一方で、弘樹は口を尖らせて不満げな表情を見せた。
「ちょっと待てよ。どうして俺を面倒事に引き込むんだよ」
「この作戦のメンバーに入れてあ げ る と言っているの。停学を喰らったせいで、空手部は謹慎中だけど、アンタは科学工作部員でもあるし、去年のアライグマ捕獲のメンバーでもあるんだから」
「俺ぁ、名前を貸しているだけの幽霊部員だ」
「馬鹿ねぇ。生徒会へ協力しているという実績を作れば印象が良くなって、部活の出禁も早く解除されるでしょう?」
「ま、まあ、確かにそうだな……」
明美は弘樹の背中をポンと叩いた。
「期待しているわよ。こき使ってあげるからね」
ニマッと笑う。彼女の隣で、翔太も意地悪そうな笑顔を見せた。
「クッソ……勝手にしろっ」
そう毒づく弘樹が、たい焼きに手を伸ばしてガブリと噛みついた。
終始、不機嫌な表情であったが、別に不愉快というわけではなく、ただ照れくさかったのだ。

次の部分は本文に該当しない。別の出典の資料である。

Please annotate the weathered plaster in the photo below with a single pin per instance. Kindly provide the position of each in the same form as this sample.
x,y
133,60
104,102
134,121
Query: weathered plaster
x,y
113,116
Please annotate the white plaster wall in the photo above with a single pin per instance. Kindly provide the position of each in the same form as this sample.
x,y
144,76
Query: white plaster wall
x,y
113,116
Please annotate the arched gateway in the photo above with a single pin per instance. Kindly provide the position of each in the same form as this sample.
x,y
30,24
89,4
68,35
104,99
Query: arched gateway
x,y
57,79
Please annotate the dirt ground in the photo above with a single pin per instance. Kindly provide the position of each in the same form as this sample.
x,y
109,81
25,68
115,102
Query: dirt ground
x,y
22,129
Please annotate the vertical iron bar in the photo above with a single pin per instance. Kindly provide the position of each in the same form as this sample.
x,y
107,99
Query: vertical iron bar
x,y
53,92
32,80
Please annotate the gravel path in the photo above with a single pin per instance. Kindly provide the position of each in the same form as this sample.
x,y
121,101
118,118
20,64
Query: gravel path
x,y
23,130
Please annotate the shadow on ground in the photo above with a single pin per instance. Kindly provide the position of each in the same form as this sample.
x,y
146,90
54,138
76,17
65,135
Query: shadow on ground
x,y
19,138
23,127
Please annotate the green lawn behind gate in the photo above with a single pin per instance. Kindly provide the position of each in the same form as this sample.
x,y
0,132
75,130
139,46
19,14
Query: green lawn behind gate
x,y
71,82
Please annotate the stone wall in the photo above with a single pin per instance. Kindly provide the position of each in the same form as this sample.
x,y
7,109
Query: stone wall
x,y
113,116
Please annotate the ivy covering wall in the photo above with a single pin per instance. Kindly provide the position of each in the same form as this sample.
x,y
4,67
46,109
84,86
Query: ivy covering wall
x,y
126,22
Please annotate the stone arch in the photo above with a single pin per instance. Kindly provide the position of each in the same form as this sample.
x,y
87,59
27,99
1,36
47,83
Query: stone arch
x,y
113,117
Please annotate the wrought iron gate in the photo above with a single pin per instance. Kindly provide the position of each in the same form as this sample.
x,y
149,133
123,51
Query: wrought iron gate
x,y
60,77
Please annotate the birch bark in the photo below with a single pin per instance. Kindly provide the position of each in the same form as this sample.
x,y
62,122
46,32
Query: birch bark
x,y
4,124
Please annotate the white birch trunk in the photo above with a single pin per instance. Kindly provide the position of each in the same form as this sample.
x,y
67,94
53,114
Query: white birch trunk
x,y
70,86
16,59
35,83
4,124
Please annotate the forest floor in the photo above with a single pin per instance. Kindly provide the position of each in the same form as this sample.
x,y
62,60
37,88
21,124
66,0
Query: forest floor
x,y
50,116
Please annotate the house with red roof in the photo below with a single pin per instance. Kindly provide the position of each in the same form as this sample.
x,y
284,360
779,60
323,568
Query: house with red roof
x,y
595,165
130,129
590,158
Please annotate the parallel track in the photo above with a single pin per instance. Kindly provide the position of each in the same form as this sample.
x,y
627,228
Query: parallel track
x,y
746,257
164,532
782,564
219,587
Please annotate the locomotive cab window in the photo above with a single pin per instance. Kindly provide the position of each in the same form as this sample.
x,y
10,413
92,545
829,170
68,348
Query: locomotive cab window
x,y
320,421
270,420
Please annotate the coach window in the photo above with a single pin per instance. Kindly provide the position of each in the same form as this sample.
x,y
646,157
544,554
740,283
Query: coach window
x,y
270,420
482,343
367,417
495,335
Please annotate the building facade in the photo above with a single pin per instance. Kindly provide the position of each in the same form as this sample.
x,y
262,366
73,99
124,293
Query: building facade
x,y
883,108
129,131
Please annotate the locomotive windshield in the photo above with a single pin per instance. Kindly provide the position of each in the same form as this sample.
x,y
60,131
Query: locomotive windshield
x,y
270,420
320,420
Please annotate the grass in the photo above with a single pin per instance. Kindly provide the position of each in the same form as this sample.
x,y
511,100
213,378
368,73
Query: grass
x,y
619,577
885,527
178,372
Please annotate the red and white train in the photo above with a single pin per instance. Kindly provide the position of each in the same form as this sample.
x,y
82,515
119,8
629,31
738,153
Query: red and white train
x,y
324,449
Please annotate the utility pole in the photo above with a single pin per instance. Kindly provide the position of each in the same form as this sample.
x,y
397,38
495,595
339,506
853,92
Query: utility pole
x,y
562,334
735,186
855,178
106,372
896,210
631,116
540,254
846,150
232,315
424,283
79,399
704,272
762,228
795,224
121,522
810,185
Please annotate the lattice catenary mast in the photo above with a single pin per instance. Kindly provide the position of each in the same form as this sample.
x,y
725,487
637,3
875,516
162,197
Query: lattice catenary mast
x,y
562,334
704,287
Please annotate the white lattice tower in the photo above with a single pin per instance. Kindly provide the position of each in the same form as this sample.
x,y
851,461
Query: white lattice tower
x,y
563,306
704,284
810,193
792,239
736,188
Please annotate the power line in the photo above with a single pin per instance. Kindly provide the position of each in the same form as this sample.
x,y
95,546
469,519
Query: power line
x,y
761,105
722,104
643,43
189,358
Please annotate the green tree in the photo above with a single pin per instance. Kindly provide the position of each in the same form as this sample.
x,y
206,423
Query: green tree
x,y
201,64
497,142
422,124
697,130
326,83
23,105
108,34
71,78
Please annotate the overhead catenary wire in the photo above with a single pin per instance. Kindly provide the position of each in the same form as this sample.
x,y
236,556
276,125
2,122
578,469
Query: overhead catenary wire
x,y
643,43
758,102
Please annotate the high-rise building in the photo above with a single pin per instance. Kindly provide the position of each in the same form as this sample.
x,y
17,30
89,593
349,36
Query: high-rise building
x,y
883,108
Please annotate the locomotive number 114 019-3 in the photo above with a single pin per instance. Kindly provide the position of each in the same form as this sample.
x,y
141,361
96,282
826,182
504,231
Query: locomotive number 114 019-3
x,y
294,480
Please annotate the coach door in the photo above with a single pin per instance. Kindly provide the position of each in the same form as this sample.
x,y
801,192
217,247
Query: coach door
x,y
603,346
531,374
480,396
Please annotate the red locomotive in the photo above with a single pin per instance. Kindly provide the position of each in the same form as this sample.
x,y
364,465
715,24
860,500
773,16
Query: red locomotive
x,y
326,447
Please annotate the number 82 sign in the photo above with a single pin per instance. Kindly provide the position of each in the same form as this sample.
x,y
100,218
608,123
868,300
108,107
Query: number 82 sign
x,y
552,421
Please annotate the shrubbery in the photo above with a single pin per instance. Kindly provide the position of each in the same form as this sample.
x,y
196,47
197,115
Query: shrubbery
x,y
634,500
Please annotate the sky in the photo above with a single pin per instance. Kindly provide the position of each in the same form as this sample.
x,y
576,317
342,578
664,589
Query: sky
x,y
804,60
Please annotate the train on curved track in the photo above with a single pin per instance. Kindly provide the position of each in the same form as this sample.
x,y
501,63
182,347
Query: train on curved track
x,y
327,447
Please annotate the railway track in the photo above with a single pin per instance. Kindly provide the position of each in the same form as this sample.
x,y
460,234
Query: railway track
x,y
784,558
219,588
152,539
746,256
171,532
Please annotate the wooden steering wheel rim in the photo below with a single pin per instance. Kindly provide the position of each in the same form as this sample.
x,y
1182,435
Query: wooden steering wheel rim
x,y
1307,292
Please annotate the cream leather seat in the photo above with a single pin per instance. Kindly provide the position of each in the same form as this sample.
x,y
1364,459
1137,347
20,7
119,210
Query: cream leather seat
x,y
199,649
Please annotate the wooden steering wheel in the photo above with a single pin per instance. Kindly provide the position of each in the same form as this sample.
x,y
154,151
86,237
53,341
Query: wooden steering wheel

皆から乱暴者という印象を持たれ、学内では問題児として他の生徒達からは敬遠されている。いつも通りに話しかけてくれるのは、この2人と、空手部の仲間だけだ。
今回は女子学生を守ったとはいえ、警察の厄介になり12日間の停学処分を受けたのだから、周囲からの評価はガタ落ちだった。
翔太と明美は、そんな自分を独りにさせないよう生徒会の仕事に誘ってくれたのだ、と弘樹は気付いていた。
「あの……よぅ……ありがとよ」
口いっぱいにたい焼きを頬張り、目を伏せたまま恥ずかしそうに言う。
翔太と明美は顔を見合わせて微笑んだ。